There is great power in stories.
Whether you’re using carefully constructed tales to sell, to inform or to achieve some other purpose, there’s no doubt in our minds that presenting information through storytelling is one of the most effective ways out there to ensure that your point is understood and retained.
But what is it that makes the storytelling process so engaging?
We’re conditioned to learn lessons from stories.
As we grow up, we often learn important lessons through stories. We’re taught not to lie based on the tale of “The Boy Who Cried Wolf,” and not to stray from our parents as the unfortunate “Hansel and Gretel” quickly learned.
Throughout our lives, the lessons told in these stories were reinforced through real world experiences and information, conditioning our brains to respond strongly to this particular format. As adults we often overlook the role stories play in our lives. The reality is that when stories are used, we’re more likely to listen. Past experiences have shown us that good things come to those who pay attention.
Our brains prefer that patterns be completed.
In addition to understanding these mental reinforcement patterns that occur, we need to look at the school of Gestalt psychology – which focuses on pattern recognition – to understand what makes the process of storytelling so compelling.
On a basic level, our brains love to identify patterns – but when we do so, we want to see them completed. In the case of storytelling, once a story begins, it is this part of our brains that encourage us to sit still until the ending is resolved, as leaving the pattern uncompleted produces a sense of cognitive dissonance.
“Transportation” makes our thought processes more flexible.
Besides these two psychological processes, social scientists recognize something called “transportation,” which occurs when we become involved with a storyline.
Essentially, when we’re “transported” into a story, we become more amiable to new thoughts and less likely to question details that don’t match up with our past experiences or real world knowledge.

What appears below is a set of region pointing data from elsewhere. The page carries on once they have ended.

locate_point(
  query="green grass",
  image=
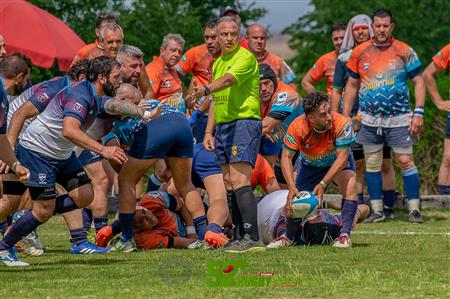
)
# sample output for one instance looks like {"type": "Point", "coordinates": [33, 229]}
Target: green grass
{"type": "Point", "coordinates": [378, 266]}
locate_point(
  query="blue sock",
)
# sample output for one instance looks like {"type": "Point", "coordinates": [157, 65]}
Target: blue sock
{"type": "Point", "coordinates": [126, 221]}
{"type": "Point", "coordinates": [348, 215]}
{"type": "Point", "coordinates": [214, 228]}
{"type": "Point", "coordinates": [389, 198]}
{"type": "Point", "coordinates": [87, 218]}
{"type": "Point", "coordinates": [360, 198]}
{"type": "Point", "coordinates": [443, 190]}
{"type": "Point", "coordinates": [153, 183]}
{"type": "Point", "coordinates": [411, 183]}
{"type": "Point", "coordinates": [374, 185]}
{"type": "Point", "coordinates": [24, 226]}
{"type": "Point", "coordinates": [100, 222]}
{"type": "Point", "coordinates": [64, 204]}
{"type": "Point", "coordinates": [200, 224]}
{"type": "Point", "coordinates": [78, 236]}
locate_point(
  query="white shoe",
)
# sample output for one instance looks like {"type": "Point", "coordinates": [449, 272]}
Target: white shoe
{"type": "Point", "coordinates": [281, 241]}
{"type": "Point", "coordinates": [9, 258]}
{"type": "Point", "coordinates": [343, 241]}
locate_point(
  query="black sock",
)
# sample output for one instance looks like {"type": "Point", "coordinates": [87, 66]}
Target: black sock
{"type": "Point", "coordinates": [235, 216]}
{"type": "Point", "coordinates": [246, 202]}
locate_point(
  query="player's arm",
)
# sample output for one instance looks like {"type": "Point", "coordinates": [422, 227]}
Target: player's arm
{"type": "Point", "coordinates": [26, 111]}
{"type": "Point", "coordinates": [416, 126]}
{"type": "Point", "coordinates": [429, 75]}
{"type": "Point", "coordinates": [351, 92]}
{"type": "Point", "coordinates": [73, 132]}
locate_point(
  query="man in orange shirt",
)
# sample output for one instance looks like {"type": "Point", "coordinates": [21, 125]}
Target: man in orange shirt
{"type": "Point", "coordinates": [256, 39]}
{"type": "Point", "coordinates": [101, 19]}
{"type": "Point", "coordinates": [324, 66]}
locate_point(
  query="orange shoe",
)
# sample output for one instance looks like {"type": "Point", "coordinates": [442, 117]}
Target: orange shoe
{"type": "Point", "coordinates": [104, 236]}
{"type": "Point", "coordinates": [216, 240]}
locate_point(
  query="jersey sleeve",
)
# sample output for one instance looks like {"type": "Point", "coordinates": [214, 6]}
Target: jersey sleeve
{"type": "Point", "coordinates": [442, 58]}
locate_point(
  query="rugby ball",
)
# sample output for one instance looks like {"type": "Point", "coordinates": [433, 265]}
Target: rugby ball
{"type": "Point", "coordinates": [304, 204]}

If a presenter says something we otherwise wouldn’t agree with, we’ll be more likely to let the discrepancy slide when listening to a story than we would be when presented with the same information conveyed in a different style.
For sales professionals and educators, “transportation” is critical.

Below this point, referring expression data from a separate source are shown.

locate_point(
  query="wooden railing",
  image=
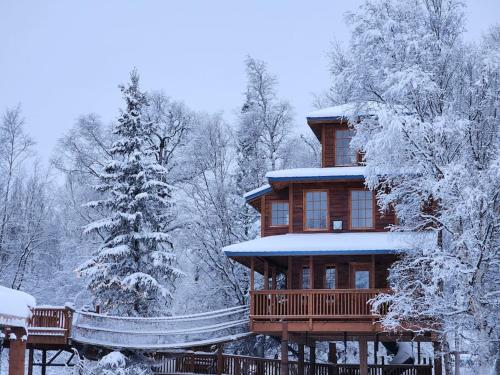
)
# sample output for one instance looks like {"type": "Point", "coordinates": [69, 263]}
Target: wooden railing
{"type": "Point", "coordinates": [314, 303]}
{"type": "Point", "coordinates": [206, 363]}
{"type": "Point", "coordinates": [50, 321]}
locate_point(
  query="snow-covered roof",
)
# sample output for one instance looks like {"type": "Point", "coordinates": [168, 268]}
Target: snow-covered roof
{"type": "Point", "coordinates": [330, 244]}
{"type": "Point", "coordinates": [345, 111]}
{"type": "Point", "coordinates": [15, 307]}
{"type": "Point", "coordinates": [302, 174]}
{"type": "Point", "coordinates": [252, 194]}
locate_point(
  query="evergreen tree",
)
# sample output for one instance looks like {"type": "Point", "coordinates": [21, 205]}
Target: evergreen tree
{"type": "Point", "coordinates": [132, 273]}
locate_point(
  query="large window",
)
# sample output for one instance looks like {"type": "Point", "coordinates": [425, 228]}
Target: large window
{"type": "Point", "coordinates": [361, 209]}
{"type": "Point", "coordinates": [305, 277]}
{"type": "Point", "coordinates": [330, 277]}
{"type": "Point", "coordinates": [316, 210]}
{"type": "Point", "coordinates": [344, 155]}
{"type": "Point", "coordinates": [279, 213]}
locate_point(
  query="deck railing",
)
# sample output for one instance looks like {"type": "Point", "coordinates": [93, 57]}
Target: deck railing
{"type": "Point", "coordinates": [50, 321]}
{"type": "Point", "coordinates": [314, 303]}
{"type": "Point", "coordinates": [206, 363]}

Too often, initial resistance – whether seemingly justified or not – derails message delivery before it can even begin. In the case of sales pitches, being able to overcome the skepticism potential customers often bring to meetings is an absolute must when it comes to connecting with buyers and closing sales.
As a result of these factors, the power of storytelling makes prospects and listeners more willing to engage with and accept the message being delivered – ultimately increasing the effectiveness of the overall story and the person sharing it.